ある本を目の前にして、ある本を読みながら、著者が何を言わんとしているのか、「意味がまったくわからない」ということがある。
そのようなことを、思想家・武道家の内田樹はフランスの哲学者レヴィナスの本との出会いで体験していて、その体験談を読みながら、ぼくは似たようなじぶんの体験を思い起こすことになる。
内田樹は、その鮮烈な体験を、つぎのように書いている。
…僕がレヴィナスの本をはじめて読んだ時、それは『困難な自由』という本でしたけれど、意味がまったくわからなかった。最初の数十頁を四苦八苦して読み通したあとでも、ほとんど一行も理解できていなかった。でも、「僕はこの本の読者として想定されている」という確信がなぜかありました。それはいきなり道ばたで見知らぬ外国人に両手をつかまれて、聞いたことのない外国語で、大きな声で話しかけられている感じに近いものでした。何を言っているのかさっぱりわからない。でも、間違いなくこの人は僕に向かって話しかけている。それはわかる。
内田樹『内田樹による内田樹』(文春文庫)
レヴィナスの著作はきわめて難解であることは、レヴィナスに少しでも触れたことがある人はわかるだろう。
大学で学んでいたとき、ぼくはレヴィナスの著作(日本語訳)に「呼ばれている」ような気がして手にとったのだけれども、まったく意味がわからず、結局のところ、脇においてしまった。
それから15年くらい経って、たまたま内田樹の著作でレヴィナスに触れることになり、「レヴィナス」が以前とはちがった仕方で、ぼくの前に現れている。
けれども15年ほど前においては、「呼びかけられる」という感覚がありながらも、「僕はこの本の読者として想定されている」というほどの確信はなかったように思う。
「僕はこの本の読者として想定されている」という確信をぼくがもつことができたのは、社会学者の見田宗介(真木悠介)であった。

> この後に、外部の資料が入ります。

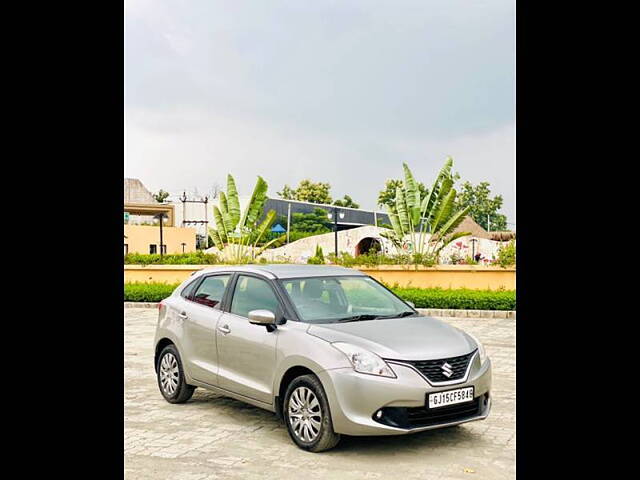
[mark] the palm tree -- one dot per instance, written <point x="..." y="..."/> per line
<point x="416" y="216"/>
<point x="240" y="234"/>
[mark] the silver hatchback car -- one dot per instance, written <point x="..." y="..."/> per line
<point x="330" y="350"/>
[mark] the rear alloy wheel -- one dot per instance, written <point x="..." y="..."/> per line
<point x="307" y="416"/>
<point x="171" y="377"/>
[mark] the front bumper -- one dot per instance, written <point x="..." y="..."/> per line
<point x="354" y="398"/>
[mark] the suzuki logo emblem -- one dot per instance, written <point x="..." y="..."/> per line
<point x="446" y="370"/>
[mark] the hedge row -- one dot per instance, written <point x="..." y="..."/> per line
<point x="461" y="299"/>
<point x="196" y="258"/>
<point x="422" y="297"/>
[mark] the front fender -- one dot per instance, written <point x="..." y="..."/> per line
<point x="296" y="348"/>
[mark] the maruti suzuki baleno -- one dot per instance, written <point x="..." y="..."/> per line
<point x="328" y="349"/>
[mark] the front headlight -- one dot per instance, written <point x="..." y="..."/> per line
<point x="481" y="351"/>
<point x="364" y="361"/>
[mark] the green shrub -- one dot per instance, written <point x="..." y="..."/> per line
<point x="507" y="254"/>
<point x="422" y="297"/>
<point x="373" y="258"/>
<point x="463" y="299"/>
<point x="195" y="258"/>
<point x="318" y="258"/>
<point x="147" y="292"/>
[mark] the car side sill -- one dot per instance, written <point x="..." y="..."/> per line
<point x="237" y="396"/>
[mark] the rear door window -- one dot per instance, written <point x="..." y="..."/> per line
<point x="211" y="290"/>
<point x="253" y="294"/>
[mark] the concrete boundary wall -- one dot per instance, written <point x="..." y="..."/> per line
<point x="431" y="312"/>
<point x="475" y="277"/>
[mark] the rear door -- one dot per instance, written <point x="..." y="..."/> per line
<point x="200" y="318"/>
<point x="247" y="352"/>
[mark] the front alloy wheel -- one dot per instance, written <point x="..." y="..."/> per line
<point x="307" y="415"/>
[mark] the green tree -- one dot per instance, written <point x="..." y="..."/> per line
<point x="237" y="231"/>
<point x="308" y="191"/>
<point x="412" y="215"/>
<point x="315" y="221"/>
<point x="346" y="201"/>
<point x="387" y="197"/>
<point x="161" y="196"/>
<point x="482" y="207"/>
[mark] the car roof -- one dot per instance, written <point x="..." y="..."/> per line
<point x="287" y="270"/>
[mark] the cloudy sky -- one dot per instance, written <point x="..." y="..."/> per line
<point x="340" y="91"/>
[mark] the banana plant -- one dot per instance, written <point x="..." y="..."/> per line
<point x="416" y="217"/>
<point x="238" y="232"/>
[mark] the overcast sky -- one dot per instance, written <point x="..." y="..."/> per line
<point x="337" y="91"/>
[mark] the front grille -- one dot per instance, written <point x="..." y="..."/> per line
<point x="432" y="369"/>
<point x="416" y="417"/>
<point x="422" y="416"/>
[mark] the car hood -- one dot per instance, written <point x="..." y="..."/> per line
<point x="410" y="338"/>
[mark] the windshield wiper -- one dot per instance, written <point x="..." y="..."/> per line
<point x="369" y="316"/>
<point x="356" y="318"/>
<point x="399" y="315"/>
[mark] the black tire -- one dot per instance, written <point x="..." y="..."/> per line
<point x="181" y="392"/>
<point x="326" y="437"/>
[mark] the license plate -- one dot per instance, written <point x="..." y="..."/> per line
<point x="450" y="397"/>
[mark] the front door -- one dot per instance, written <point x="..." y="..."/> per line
<point x="202" y="315"/>
<point x="246" y="352"/>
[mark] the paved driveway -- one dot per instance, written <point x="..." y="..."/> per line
<point x="213" y="437"/>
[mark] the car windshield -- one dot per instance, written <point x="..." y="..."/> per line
<point x="343" y="299"/>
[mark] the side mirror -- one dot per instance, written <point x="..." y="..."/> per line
<point x="262" y="317"/>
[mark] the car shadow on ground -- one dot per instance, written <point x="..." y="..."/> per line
<point x="367" y="445"/>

哲学書特有の難解さではないけれども、見田宗介(真木悠介)の書くものは「難解」であった。
『現代社会の存立構造』はもちろんのこと、より具体的な文体で書かれた『気流の鳴る音』も『現代社会の理論』も、ぼくがこれまで読んできた本とはちがう仕方で「難解」であった。
でも、内田樹がレヴィナスをはじめて読んだときに感じたように、「僕はこの本の読者として想定されている」という確信に似たような感覚を、ぼくは強烈に感じていた。
内田樹の例で言えば、道ばたで外国人に両手をつかまれ、知らない言葉で話されていて理解できないのだけれども、ぼくは、「わからない」という身振りによってその場から立ち去る、ということはしてはならないような気がしたのである。
だから、ぼくは「その場」に立ち止まって、必死にテクストに向かったのである。
事後的に確認できたのは、やはり「僕はこの本の読者として想定されていた」のだということであった。
さらには「本の読者」という枠にとどまるどころか、ぼく自身の考えかたや生きかたを「解体と生成」の渦のなかに投げこむことになるのである。
見田宗介(真木悠介)先生の著作群(そして先生ご自身)に出会わなかったら、「今のぼく」はぜんぜん違った「ぼく」となっていたかもしれない。
そのようなぼく自身の体験を通して、ぼくには、「内田樹にとってのレヴィナス」という経験が、身にしみて伝わってくるのだ。
それは、ほんとうに幸福なことだと、ぼくは思う。
内田樹が前掲の文章につづけて書いている箇所を挙げておきたい。
…コンテンツは理解できなくても、自分が宛て先であることはわかる。メッセージの意味はわからなくても、そのメッセージが自分宛てであることはわかる。そういうコミュニケーションというのはありうると思うのです。ありうると思うどころか、そういうコミュニケーションこそがあらゆるコミュニケーションの基礎にあるもの、レヴィナス自身の用語を借りれば、「コミュニケーションのコミュニケーション」ではないかと僕は思います。
内田樹『内田樹による内田樹』(文春文庫)
ここで語られる「コミュニケーションのコミュニケーション」とは、なんと深い洞察だろう。
それにしても、内田樹(そして内田樹を経由したレヴィナス)の文章に出会ったのが、たとえば、20年ほど前、大学に通っているころであれば、ぼくはどう読んだだろうかと思わずにはいられない。